Andrea Vallebueno
April 24, 2019
WordCast is a text prediction app which aims to forecast the three most likely words to follow a phrase inputed by the user.
WordCast is extremely user-friendly, efficient and accurate. The user merely needs to write a phrase of his or her choosing, click the “Predict” button and a set of three words shall appear in order of likelihood.
The model that the app is based on is an n-gram natural language model, which uses frequencies from single words, and from word combinations (called bigrams, trigrams, etc. according to the number of words) to determine the most likely phrase continuations.
The corpora used to train this model stem from three different types of text documents: blogs, twitter tweets and news articles.
The original text underwent several pre-processing steps in order to be fit to train the final model, including lowercasing and contraction expansion.
Due to the nature of text prediction, stopwords were maintained and no stemming or lemmatization was performed.
Both Stupid Back-Off and Kneser-Ney models were trained with the corpora for varying amounts of the corpora, n-gram levels and pre-processing decisions. However, the Stupid Back-Off model with the below features exhibited a better combination of accuracy, efficiency and speed, which are essential to think about when creating an app.

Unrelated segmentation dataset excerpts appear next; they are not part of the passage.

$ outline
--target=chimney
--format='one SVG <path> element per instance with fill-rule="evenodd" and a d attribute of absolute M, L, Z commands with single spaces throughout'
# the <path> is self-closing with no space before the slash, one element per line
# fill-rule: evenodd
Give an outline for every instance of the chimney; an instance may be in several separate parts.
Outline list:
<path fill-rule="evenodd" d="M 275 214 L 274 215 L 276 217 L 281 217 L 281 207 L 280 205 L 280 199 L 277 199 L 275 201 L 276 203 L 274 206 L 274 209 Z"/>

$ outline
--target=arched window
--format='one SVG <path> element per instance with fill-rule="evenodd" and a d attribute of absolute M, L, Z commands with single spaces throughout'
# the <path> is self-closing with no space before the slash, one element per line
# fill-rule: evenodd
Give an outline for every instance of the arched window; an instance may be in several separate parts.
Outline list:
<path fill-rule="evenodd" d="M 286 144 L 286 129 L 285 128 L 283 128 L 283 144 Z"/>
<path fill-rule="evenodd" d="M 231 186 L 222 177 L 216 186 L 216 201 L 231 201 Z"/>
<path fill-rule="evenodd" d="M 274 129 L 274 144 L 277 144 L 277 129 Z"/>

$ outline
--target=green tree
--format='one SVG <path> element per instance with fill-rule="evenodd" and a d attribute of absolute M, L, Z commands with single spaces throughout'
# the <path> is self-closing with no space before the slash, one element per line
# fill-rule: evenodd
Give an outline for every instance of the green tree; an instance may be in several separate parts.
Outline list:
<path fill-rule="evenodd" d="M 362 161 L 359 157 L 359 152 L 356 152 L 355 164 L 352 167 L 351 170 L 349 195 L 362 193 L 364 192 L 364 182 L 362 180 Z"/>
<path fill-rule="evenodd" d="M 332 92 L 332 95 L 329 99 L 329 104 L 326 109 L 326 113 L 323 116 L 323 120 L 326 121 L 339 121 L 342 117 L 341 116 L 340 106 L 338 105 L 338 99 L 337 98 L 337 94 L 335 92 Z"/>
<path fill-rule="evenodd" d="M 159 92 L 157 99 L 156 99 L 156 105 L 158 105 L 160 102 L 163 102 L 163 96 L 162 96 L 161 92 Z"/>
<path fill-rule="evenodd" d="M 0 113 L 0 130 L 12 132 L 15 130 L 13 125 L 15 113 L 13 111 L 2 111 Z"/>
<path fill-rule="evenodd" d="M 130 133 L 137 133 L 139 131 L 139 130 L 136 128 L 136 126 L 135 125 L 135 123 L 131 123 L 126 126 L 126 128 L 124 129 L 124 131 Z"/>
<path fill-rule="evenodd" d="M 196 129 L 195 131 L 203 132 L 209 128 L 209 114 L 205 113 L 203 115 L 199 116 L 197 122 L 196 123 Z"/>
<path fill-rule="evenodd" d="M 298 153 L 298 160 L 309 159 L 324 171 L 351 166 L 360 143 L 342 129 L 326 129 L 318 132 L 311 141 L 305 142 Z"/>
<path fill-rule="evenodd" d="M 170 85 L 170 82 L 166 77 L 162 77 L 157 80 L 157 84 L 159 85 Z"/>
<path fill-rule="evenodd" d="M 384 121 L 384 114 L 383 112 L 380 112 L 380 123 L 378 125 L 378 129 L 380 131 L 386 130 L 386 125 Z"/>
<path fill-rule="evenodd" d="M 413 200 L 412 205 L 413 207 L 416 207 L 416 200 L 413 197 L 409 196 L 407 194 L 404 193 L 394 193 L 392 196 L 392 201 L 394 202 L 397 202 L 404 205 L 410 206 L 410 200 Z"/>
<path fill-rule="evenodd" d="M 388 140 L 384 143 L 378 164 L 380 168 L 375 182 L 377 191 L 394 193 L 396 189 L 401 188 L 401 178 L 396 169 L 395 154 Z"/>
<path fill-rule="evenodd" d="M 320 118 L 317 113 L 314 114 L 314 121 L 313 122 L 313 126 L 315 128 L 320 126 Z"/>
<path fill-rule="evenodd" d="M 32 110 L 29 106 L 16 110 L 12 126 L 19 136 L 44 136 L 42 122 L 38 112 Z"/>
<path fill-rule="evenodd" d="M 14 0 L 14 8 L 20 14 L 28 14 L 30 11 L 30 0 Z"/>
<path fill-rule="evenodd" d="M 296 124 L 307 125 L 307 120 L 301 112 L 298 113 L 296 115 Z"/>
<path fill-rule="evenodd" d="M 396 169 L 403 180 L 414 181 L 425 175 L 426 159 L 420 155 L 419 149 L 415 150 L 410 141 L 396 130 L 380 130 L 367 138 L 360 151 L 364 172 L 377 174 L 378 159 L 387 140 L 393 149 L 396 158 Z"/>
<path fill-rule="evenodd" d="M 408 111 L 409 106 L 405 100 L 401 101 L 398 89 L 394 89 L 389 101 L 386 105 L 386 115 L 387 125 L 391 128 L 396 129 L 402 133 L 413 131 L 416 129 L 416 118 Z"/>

This makes WordCast particularly user-friendly, and allows it to display an excellent performance on any device including mobile phones.
When evaluated on a test set from the twitter and blogs corpora, the final model displayed the following accuracy metrics:
Overall top-1 precision: 10.74 %
Overall top-3 precision: 18.73 %
Total memory used: 268.65 MB
The app is highly user-friendly and displays a solid performance on any device, quickly returning three predictions for any phrase.
The interface was kept as clean and simple as possible to enhance the feeling of a phone app for texting purposes.